LIZA. Oh, I know what's right. A lady friend of mine gets French
lessons for eighteenpence an hour from a real French gentleman. Well,
you wouldn't have the face to ask me the same for teaching me my own
language as you would for French; so I won't give more than a shilling.
Take it or leave it.

HIGGINS [walking up and down the room, rattling his keys and his cash
in his pockets] You know, Pickering, if you consider a shilling, not as
a simple shilling, but as a percentage of this girl's income, it works
out as fully equivalent to sixty or seventy guineas from a millionaire.

PICKERING. How so?

HIGGINS. Figure it out. A millionaire has about 150 pounds a day. She
earns about half-a-crown.

LIZA [haughtily] Who told you I only--

HIGGINS [continuing] She offers me two-fifths of her day's income for a
lesson. Two-fifths of a millionaire's income for a day would be
somewhere about 60 pounds.
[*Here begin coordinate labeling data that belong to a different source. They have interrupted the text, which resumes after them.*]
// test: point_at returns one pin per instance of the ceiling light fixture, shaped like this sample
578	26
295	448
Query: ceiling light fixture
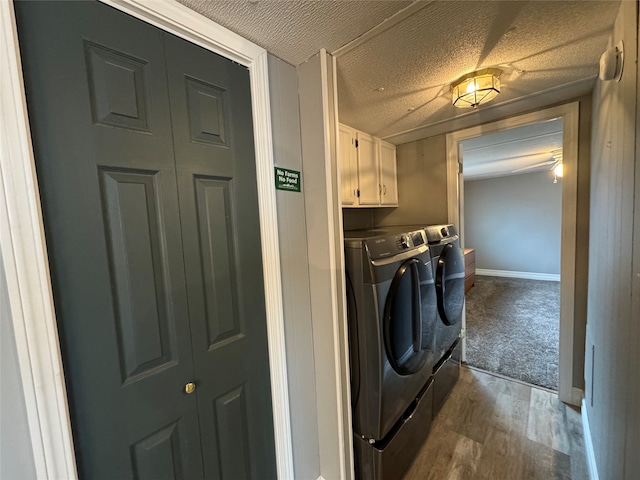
475	88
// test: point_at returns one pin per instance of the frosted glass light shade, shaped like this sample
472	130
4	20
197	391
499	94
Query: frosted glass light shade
475	88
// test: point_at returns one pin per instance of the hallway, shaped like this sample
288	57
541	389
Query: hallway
493	428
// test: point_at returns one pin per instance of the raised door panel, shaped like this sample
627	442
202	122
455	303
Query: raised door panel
213	139
388	173
368	180
348	166
99	114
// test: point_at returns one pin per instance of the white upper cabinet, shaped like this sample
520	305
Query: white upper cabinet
368	170
348	166
368	174
388	174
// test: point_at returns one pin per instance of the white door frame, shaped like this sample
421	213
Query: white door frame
24	250
570	114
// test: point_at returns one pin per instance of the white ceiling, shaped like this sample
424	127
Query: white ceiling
397	59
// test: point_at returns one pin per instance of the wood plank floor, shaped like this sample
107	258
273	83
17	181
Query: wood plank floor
491	428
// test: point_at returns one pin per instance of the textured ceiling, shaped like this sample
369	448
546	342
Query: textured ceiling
414	50
296	30
539	45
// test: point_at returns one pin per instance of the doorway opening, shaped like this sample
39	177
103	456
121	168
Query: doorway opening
512	201
569	113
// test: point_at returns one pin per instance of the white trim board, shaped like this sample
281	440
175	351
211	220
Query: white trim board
588	443
25	254
553	277
569	113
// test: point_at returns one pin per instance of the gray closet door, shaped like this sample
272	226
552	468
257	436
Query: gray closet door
145	306
215	158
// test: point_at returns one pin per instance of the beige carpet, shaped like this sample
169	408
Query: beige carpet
513	328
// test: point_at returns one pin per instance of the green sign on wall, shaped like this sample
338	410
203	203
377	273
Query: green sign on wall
287	179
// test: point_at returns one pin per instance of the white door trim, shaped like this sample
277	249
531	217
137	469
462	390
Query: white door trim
24	249
570	114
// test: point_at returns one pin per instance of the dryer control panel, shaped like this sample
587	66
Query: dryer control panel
389	245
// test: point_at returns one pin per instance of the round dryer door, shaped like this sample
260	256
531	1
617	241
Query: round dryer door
450	284
403	323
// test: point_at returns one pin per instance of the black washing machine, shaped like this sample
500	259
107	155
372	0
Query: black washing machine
392	318
448	264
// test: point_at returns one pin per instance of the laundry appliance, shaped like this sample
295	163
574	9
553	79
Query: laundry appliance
392	318
448	264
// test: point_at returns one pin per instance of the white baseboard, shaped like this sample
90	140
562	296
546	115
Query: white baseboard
553	277
588	444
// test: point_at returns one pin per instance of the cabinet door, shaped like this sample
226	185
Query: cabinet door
388	174
348	166
368	181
It's handsome. By George, it's enormous!
it's the biggest offer I ever had.

LIZA [rising, terrified] Sixty pounds! What are you talking about? I
never offered you sixty pounds. Where would I get--

HIGGINS. Hold your tongue.

LIZA [weeping] But I ain't got sixty pounds. Oh--

MRS. PEARCE. Don't cry, you silly girl. Sit down. Nobody is going to
touch your money.

HIGGINS. Somebody is going to touch you, with a broomstick, if you
don't stop snivelling. Sit down.

LIZA [obeying slowly] Ah--ah--ah--ow--oo--o! One would think you was my
father.

HIGGINS. If I decide to teach you, I'll be worse than two fathers to
you. Here [he offers her his silk handkerchief]!

LIZA. What's this for?

HIGGINS. To wipe your eyes. To wipe any part of your face that feels
moist. Remember: that's your handkerchief; and that's your sleeve.
Don't mistake the one for the other if you wish to become a lady in a
shop.

Liza, utterly bewildered, stares helplessly at him.